I cannot speak on the subject of all of Tommy’s friends, but I can speak about one of them—me. God has used this to change me in a number of ways.
- I must be honest about what’s happening in my own heart. Tommy clearly had a dark season in his life up to the end. Yet, his wife did not know the extent of this. Neither did his kids. Nor his church. Nor did his friends. And I wonder if Tommy really understood this! We all must understand our hearts before God and others. This stands as a non-negotiable.
- I must have someone to share what’s happening in my heart. I remember saying during the funeral sermon, “I wish I could have had another chance to talk to Tommy—to see what was happening.” You see, Tommy and I carpooled to seminary for over a year during our MDiv work. We shared things with each other that we haven’t shared with anyone else other than our spouses. I wish I could have had one more car ride with him. Who knows? But now, I know I must have a transparent life with someone with whom I can be accountable—my spouse or even another friend as well.
- I am more diligent in keeping up with my friends now. Phone calls. E-mails. Facebook. Smoke signal. Carrier pigeon. I see my pastor friends online, I pop in and say hello and ask them how I’m doing. Who knows? Some may say, “Oh, him again?” Yup! Me again. I talked online to Tommy once per week. We didn’t talk about much, but it was that connection. Could I have done more? Could I have said more? Sure, he was in Iowa and I in Kentucky—but still… . Even so, I need to do what I can to make sure all of us minister and live faithfully, and finish well in Christ.

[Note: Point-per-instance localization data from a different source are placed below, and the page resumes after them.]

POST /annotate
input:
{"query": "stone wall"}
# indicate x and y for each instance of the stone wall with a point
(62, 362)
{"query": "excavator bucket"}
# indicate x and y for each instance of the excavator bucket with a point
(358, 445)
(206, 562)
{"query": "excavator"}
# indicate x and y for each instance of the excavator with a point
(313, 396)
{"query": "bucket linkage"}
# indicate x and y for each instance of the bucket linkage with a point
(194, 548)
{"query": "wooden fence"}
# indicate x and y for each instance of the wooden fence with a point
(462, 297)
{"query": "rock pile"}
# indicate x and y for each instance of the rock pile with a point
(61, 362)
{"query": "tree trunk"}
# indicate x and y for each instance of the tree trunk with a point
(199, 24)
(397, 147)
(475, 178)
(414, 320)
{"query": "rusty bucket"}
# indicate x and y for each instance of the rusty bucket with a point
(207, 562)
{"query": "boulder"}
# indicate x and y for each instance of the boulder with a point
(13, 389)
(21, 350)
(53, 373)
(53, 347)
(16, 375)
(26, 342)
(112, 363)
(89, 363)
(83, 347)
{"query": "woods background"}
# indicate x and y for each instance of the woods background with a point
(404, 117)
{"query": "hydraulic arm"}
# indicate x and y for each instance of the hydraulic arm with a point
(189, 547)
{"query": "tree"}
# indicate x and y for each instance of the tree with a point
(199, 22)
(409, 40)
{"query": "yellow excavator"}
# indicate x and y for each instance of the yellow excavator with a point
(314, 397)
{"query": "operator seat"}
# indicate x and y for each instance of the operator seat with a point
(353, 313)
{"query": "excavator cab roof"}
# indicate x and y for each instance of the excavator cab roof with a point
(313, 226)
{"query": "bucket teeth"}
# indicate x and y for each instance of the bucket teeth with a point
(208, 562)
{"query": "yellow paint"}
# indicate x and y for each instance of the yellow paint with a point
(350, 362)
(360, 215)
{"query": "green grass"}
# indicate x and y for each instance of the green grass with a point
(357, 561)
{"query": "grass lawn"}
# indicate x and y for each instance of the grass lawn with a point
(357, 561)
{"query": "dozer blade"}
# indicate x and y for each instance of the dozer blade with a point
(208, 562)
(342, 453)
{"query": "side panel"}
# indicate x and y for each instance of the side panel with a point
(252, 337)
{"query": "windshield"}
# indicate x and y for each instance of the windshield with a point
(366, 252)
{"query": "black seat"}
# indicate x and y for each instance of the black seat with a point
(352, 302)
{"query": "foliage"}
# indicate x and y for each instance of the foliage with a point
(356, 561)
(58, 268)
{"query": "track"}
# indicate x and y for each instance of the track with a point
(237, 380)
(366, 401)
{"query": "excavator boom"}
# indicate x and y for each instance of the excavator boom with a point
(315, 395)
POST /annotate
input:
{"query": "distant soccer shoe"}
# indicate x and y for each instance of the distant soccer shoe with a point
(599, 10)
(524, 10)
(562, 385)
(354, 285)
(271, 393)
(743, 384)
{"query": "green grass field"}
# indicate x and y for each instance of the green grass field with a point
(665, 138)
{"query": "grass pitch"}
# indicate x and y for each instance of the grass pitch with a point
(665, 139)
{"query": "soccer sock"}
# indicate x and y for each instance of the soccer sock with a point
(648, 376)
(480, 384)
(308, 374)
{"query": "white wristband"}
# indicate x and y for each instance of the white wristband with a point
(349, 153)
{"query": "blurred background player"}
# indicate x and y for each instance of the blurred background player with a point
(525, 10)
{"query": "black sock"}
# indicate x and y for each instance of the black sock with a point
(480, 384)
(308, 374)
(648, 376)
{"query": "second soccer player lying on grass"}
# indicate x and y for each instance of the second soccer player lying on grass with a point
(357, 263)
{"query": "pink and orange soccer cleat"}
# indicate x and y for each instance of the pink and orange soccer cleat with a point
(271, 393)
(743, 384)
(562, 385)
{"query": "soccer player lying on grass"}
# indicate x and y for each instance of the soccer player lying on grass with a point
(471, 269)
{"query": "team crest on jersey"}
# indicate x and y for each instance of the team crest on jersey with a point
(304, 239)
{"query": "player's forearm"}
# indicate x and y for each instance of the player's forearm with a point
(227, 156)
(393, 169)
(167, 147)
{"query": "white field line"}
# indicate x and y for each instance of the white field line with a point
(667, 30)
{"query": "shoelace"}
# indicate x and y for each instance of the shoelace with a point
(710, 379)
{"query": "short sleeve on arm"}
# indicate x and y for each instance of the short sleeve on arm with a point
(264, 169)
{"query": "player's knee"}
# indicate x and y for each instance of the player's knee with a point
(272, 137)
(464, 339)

- I’m preaching with more passion. At least, that’s what folks tell me. I didn’t connect until just now that maybe Tommy’s death is why. What is happening in the hearts of the pastors with whom I serve? What is happening with the staff with whom I’m supervise? What’s happening with the congregation for whom I will have to give an account (Hebrews 13:17)? What’s happening in our community in which God has placed our church? So, I’m preaching with much more urgency. If God can use this clay pot (2 Corinthians 4:7) for His purposes, then I pray He will put in me desire to compel others to chase after Christ (2 Corinthians 5:14-15).
I’ve been sitting on this for a number of weeks. It’s so hard to think about, much less write about. Plus, I do not want to unearth feelings among the family that may be starting to heal. But if there are any family members reading (Kay, Melissa, Jesi, Derek, Steve, Jeff, Betty, wives, husbands, and children), please know that God is and will use all things for good, even though what happened was not good.
You know that Tommy was my brother! We kept talking about seeing each other again sometime. And I will see him again! That last season did not represent the totality of Tommy’s passion for relying on His grace. You all are in my prayers. Thank you for letting me be part of your lives. May God use us to be a part of the lives of those whom we care about.